7.7. Environment Management#

7.7.1. virtualenv-clone: Create a Copy of a Virtual Environment#

Sometimes you might want to use the same virtual environment for 2 different directories. If you want to create a copy of a virtual environment, use virtualenv-clone.

The code below shows how to use virtualenv-clone.
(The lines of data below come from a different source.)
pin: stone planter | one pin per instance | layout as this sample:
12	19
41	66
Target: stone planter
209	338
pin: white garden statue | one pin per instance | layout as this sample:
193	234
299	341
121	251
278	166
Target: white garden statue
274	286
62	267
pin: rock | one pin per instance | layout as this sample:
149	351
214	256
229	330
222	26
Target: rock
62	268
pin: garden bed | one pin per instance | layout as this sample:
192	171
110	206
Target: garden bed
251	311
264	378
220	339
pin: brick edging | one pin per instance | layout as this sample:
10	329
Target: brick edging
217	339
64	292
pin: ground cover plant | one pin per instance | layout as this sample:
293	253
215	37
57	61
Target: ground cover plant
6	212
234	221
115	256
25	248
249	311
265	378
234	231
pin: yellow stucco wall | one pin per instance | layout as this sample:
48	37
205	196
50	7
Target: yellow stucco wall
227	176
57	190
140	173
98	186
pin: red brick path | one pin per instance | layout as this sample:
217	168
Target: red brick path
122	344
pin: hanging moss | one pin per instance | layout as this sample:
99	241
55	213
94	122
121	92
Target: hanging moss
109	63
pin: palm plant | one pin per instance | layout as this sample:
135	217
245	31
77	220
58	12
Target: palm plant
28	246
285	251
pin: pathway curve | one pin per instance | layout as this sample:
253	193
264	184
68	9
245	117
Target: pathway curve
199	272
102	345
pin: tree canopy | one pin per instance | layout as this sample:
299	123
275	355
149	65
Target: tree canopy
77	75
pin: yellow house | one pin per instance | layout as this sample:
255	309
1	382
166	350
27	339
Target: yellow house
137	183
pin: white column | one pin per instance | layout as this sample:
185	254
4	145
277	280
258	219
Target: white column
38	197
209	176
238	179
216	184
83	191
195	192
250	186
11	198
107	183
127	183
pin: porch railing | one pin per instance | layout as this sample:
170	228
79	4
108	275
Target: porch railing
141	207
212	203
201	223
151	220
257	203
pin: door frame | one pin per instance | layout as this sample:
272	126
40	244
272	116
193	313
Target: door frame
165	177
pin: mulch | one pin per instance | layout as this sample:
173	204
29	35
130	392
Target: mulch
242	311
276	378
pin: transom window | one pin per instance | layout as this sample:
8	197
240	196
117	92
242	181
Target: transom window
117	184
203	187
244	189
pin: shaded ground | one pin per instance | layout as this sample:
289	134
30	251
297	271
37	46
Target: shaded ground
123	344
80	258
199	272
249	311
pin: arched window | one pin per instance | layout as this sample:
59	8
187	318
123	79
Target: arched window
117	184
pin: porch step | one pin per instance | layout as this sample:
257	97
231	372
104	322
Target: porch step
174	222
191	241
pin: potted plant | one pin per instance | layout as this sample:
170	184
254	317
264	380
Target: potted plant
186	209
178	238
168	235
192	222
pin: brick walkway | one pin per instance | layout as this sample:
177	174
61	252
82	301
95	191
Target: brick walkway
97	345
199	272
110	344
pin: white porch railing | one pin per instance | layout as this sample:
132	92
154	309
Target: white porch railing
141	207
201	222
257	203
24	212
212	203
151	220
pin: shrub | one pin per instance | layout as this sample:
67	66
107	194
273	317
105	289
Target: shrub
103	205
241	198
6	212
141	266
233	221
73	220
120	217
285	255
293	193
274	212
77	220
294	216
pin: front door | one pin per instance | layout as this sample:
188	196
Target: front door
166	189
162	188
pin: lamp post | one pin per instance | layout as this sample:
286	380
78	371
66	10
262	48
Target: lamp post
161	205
$ pip install virtualenv-clone
$ virtualenv-clone old_venv/ new_venv/

$ source new_venv/bin/activate

Link to virtualenv-clone.

7.7.2. pip-autoremove: Remove a Package and Its Unused Dependencies#

When using pip uninstall, you only remove a specific package.

Hide code cell content
!pip install -U pandas-profiling[notebook]
$ pip uninstall pandas-profiling[notebook] -y

Wouldn’t it be nice if you can uninstall that package and its unused dependencies? That is when pip-autoremove comes in handy.

Hide code cell content
!pip install pip-autoremove
Hide code cell content
!pip install -U pandas-profiling[notebook]
$ pip-autoremove pandas-profiling[notebook] -y
Jinja2 3.0.1 is installed but jinja2~=2.11.2 is required
Redoing requirement with just package name...
spacy 3.1.2 is installed but spacy<3.0.0 is required
Redoing requirement with just package name...
markdown-it-py 0.6.2 is installed but markdown-it-py~=1.0 is required
Redoing requirement with just package name...
attrs 21.2.0 is installed but attrs<21,>=19 is required
Redoing requirement with just package name...
typer 0.3.2 is installed but typer[all]>=0.4 is required
Redoing requirement with just package name...
fsspec 0.8.7 is installed but fsspec[http]>=2021.8.1 is required
Redoing requirement with just package name...
pandas-profiling 3.1.0 (/home/khuyen/book/venv/lib/python3.8/site-packages)
    seaborn 0.11.2 (/home/khuyen/book/venv/lib/python3.8/site-packages)
    htmlmin 0.1.12 (/home/khuyen/book/venv/lib/python3.8/site-packages)
    phik 0.12.0 (/home/khuyen/book/venv/lib/python3.8/site-packages)
    multimethod 1.6 (/home/khuyen/book/venv/lib/python3.8/site-packages)
    tangled-up-in-unicode 0.1.0 (/home/khuyen/book/venv/lib/python3.8/site-packages)
    visions 0.7.4 (/home/khuyen/book/venv/lib/python3.8/site-packages)
    missingno 0.5.0 (/home/khuyen/book/venv/lib/python3.8/site-packages)
Found existing installation: phik 0.12.0
Uninstalling phik-0.12.0:
  Successfully uninstalled phik-0.12.0
Found existing installation: multimethod 1.6
Uninstalling multimethod-1.6:
  Successfully uninstalled multimethod-1.6
Found existing installation: pandas-profiling 3.1.0
Uninstalling pandas-profiling-3.1.0:
  Successfully uninstalled pandas-profiling-3.1.0
Found existing installation: seaborn 0.11.2
Uninstalling seaborn-0.11.2:
  Successfully uninstalled seaborn-0.11.2
Found existing installation: tangled-up-in-unicode 0.1.0
Uninstalling tangled-up-in-unicode-0.1.0:
  Successfully uninstalled tangled-up-in-unicode-0.1.0
Found existing installation: visions 0.7.4
Uninstalling visions-0.7.4:
  Successfully uninstalled visions-0.7.4
Found existing installation: htmlmin 0.1.12
Uninstalling htmlmin-0.1.12:
  Successfully uninstalled htmlmin-0.1.12
Found existing installation: missingno 0.5.0
Uninstalling missingno-0.5.0:
  Successfully uninstalled missingno-0.5.0

By using pip-autoremove, pandas-profiling and its unused dependencies are removed!

Link to pip-autoremove.

7.7.3. pipreqs: Generate requirements.txt File for Any Project Based on Imports#

Hide code cell content
!pip install pipreqs

pip freeze saves all packages in the environment, including ones that you don’t use in your current project. To generate a requirements.txt based on imports, use pipreqs.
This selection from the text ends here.